UK Atomic Energy Authority’s (UKAEA) robotics team, the Remote Applications in Challenging Environments (RACE), supported the testing of agile robots for nuclear decommissioning.

UKAEA’s robotics team RACE was at Sellafield recently to advise and support on how canine-like robots could help the clean-up of Western Europe’s largest nuclear site.

The nuclear power company, Sellafield Ltd, held a three-day trial of Spot, the agile mobile robot developed by Boston Dynamics, at the Calder Hall nuclear power station, which is now being decommissioned.

The building offers challenging terrain in a risk-managed environment, providing ideal conditions to test Spot’s agility, scanning and radiation detection capabilities.

If successful, Spot could be deployed at locations across the Sellafield site to carry out routine tasks like inspections, mapping, data capture and characterisation. The four-legged robot is able to perform autonomous missions and can be controlled remotely via an operator, which significantly improves safety by allowing the robot to enter hazardous, contaminated areas in lieu of a person.

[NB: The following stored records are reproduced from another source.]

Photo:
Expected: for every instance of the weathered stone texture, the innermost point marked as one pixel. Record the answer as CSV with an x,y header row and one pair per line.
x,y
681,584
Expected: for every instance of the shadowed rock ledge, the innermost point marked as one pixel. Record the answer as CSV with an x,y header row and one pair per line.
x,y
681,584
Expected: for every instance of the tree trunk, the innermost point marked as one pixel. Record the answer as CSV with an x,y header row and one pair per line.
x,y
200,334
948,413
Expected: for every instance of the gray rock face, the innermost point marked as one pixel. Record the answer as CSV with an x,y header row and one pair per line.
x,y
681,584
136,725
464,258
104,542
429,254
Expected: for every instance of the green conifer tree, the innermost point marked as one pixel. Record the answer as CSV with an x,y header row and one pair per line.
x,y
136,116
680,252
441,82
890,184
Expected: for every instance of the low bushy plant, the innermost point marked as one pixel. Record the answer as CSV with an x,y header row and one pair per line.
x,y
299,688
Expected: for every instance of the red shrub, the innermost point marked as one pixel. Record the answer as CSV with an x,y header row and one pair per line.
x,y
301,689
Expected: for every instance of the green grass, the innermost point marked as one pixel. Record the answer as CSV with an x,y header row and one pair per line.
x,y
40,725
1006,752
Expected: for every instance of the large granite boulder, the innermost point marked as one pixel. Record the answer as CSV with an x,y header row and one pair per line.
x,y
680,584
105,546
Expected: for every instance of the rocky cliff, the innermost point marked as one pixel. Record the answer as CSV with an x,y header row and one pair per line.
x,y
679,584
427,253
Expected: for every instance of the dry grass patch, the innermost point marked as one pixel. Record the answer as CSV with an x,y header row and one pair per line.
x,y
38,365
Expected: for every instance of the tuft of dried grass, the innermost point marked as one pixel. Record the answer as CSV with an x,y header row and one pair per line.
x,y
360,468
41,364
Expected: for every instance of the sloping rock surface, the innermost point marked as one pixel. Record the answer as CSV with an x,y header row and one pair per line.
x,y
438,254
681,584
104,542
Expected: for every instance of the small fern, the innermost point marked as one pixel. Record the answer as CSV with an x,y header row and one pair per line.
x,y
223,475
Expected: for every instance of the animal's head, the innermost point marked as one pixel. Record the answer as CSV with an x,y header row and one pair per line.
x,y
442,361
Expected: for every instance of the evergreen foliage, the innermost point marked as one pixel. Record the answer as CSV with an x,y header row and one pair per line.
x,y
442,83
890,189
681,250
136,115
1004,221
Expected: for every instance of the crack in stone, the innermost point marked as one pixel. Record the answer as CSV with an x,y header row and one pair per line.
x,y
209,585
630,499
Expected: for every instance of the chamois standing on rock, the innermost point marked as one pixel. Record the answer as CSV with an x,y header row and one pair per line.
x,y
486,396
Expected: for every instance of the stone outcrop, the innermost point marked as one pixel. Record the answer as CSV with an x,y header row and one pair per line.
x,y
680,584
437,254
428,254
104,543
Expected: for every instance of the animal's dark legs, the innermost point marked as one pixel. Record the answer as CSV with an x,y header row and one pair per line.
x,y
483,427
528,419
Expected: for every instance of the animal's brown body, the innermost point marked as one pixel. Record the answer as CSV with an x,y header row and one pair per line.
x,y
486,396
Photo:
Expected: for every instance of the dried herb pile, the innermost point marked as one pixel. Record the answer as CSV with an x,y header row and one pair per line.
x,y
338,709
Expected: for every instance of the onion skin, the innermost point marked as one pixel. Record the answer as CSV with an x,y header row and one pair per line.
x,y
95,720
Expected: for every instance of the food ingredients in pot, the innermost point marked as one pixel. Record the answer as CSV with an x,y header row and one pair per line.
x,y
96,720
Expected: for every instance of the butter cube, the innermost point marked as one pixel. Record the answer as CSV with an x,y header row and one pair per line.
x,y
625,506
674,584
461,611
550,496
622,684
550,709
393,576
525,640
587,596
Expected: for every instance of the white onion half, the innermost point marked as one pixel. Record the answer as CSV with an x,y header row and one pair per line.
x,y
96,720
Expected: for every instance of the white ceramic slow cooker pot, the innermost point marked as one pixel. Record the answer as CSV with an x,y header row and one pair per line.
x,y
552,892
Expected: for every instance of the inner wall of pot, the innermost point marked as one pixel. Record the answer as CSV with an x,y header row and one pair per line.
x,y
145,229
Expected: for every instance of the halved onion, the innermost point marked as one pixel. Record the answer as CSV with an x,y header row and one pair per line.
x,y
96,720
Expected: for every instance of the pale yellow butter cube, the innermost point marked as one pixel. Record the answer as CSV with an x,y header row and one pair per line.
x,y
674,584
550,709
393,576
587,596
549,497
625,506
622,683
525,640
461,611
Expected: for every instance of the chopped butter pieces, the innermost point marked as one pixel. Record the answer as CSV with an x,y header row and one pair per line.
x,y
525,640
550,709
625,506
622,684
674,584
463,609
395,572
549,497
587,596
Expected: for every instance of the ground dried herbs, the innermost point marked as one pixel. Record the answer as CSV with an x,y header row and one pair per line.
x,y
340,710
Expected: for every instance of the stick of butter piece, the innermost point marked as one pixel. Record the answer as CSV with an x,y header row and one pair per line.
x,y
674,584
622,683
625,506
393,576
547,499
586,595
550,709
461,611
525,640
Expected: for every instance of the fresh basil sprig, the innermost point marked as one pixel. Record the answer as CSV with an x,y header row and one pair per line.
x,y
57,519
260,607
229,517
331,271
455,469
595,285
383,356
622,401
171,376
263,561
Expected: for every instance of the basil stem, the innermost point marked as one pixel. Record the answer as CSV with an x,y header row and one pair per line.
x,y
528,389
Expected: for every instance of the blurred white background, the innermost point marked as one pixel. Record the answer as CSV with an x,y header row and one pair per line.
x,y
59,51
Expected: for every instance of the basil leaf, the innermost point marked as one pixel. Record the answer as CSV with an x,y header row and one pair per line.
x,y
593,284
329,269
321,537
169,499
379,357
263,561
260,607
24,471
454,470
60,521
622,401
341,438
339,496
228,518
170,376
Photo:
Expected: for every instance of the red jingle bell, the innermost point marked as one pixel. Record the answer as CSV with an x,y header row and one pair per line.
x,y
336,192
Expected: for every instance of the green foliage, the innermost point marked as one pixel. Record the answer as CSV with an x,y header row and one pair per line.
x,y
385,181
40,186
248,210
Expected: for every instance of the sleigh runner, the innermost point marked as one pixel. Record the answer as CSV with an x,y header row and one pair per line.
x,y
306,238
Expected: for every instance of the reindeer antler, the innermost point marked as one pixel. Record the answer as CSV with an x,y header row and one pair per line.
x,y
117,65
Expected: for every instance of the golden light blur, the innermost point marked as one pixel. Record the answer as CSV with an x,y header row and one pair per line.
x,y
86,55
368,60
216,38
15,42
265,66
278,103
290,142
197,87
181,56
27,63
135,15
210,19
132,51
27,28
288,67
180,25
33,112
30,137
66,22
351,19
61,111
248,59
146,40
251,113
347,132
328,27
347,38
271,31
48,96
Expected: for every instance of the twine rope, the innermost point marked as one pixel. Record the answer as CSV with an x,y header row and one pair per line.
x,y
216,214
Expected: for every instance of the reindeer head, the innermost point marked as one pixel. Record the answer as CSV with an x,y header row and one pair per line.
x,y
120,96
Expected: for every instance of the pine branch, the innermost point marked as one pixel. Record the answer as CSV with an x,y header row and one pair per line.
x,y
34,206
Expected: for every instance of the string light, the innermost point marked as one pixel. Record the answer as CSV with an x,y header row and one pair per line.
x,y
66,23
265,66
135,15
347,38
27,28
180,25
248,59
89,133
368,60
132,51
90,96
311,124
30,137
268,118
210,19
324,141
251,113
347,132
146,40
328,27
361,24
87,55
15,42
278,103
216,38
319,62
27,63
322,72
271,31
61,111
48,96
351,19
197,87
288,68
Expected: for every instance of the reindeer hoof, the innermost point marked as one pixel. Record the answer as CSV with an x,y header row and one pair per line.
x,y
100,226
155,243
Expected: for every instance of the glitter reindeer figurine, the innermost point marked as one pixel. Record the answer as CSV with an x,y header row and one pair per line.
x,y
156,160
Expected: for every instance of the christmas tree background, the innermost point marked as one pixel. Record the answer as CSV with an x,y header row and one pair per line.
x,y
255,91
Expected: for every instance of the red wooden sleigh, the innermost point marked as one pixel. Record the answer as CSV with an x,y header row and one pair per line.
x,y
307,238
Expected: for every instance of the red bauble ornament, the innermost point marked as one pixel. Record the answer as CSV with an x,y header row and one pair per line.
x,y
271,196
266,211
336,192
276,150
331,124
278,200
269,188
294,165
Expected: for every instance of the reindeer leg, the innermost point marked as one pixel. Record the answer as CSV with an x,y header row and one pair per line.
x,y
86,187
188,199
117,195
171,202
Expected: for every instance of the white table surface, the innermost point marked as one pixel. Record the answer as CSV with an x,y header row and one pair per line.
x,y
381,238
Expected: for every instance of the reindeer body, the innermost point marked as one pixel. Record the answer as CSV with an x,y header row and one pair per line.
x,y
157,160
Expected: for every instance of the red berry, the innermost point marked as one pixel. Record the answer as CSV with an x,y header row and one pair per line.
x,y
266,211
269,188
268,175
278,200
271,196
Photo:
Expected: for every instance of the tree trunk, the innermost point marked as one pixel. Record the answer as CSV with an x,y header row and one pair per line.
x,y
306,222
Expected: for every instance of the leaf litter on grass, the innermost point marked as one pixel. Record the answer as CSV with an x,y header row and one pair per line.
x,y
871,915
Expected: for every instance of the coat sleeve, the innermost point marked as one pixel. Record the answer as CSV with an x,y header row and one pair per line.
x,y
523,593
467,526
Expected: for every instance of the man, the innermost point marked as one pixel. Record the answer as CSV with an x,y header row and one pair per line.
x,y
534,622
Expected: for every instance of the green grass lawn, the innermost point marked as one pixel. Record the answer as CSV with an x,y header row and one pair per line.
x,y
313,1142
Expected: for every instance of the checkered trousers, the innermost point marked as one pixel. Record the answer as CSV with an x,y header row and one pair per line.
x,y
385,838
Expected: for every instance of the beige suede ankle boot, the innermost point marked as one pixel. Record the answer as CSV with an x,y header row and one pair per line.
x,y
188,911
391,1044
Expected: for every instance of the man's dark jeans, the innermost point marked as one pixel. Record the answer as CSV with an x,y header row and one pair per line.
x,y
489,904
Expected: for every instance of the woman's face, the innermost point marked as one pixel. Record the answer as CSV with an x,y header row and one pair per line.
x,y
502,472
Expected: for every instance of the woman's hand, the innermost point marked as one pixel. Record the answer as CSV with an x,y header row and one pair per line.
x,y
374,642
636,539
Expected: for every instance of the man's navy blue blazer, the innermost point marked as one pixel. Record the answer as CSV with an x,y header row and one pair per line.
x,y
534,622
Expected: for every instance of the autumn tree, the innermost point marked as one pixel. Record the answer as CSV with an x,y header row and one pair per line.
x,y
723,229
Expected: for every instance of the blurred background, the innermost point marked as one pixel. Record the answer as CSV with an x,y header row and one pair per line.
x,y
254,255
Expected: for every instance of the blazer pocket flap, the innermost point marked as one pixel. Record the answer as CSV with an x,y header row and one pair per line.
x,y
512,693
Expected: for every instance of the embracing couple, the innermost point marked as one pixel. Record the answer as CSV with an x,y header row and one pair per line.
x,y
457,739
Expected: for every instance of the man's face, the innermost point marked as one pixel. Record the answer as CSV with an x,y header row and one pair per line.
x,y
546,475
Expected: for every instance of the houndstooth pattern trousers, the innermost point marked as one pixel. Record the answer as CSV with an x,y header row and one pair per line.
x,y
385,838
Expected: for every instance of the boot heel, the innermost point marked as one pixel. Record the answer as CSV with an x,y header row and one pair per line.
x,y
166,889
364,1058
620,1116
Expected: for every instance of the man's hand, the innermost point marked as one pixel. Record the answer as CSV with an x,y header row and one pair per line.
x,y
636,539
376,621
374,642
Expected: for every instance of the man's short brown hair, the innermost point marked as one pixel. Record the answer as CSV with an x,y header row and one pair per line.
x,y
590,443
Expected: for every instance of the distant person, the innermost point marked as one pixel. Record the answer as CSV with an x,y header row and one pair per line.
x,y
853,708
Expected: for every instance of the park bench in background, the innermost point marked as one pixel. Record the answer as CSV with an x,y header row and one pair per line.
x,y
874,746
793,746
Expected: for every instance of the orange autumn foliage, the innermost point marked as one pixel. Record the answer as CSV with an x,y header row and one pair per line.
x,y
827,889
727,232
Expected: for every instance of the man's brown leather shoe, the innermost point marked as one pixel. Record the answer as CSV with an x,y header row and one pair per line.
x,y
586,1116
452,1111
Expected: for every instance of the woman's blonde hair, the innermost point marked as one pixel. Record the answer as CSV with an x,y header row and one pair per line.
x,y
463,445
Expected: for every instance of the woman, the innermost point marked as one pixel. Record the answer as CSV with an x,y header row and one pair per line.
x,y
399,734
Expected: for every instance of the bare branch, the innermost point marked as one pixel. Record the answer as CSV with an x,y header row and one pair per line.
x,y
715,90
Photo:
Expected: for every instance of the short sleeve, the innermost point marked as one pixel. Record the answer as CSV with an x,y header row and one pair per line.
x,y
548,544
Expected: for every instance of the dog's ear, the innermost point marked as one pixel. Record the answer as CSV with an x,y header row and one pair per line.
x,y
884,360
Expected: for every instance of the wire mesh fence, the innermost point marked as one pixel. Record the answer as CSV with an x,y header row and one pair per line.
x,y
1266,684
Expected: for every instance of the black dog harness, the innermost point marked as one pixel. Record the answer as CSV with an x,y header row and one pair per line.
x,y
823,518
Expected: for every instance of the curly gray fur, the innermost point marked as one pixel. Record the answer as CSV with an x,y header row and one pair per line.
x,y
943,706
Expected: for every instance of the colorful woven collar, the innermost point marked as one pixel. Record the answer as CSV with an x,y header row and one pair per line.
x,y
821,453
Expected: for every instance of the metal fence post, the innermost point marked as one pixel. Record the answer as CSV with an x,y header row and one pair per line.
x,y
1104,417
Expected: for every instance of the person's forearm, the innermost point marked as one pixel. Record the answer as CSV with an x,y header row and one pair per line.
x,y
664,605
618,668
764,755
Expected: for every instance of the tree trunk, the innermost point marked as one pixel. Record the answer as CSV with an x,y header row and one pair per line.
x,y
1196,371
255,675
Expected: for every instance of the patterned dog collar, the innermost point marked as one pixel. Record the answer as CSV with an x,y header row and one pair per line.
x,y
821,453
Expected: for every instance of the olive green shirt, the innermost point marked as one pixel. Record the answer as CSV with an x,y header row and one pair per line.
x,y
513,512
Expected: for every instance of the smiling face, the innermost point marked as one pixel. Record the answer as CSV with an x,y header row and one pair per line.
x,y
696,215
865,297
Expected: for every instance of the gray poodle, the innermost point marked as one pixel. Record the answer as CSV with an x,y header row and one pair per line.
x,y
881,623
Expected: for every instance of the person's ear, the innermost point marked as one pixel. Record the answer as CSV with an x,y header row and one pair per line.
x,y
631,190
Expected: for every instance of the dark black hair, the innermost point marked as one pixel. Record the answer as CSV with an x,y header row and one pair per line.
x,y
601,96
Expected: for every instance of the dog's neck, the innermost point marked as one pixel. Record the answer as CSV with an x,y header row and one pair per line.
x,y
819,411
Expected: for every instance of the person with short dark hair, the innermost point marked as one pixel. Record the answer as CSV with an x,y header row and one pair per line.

Spot is also expected to speed up inspection times, as robots do not require as much personal protective equipment, and help save money by ensuring more frequent data collection and better predictive maintenance.

The RACE centre at UKAEA’s Culham site owns two Spot devices and has been working on applications for them in industrial locations where it’s difficult or unsafe to send humans. One of its Spots last year carried out a radiation mapping project at Chernobyl for the University of Bristol.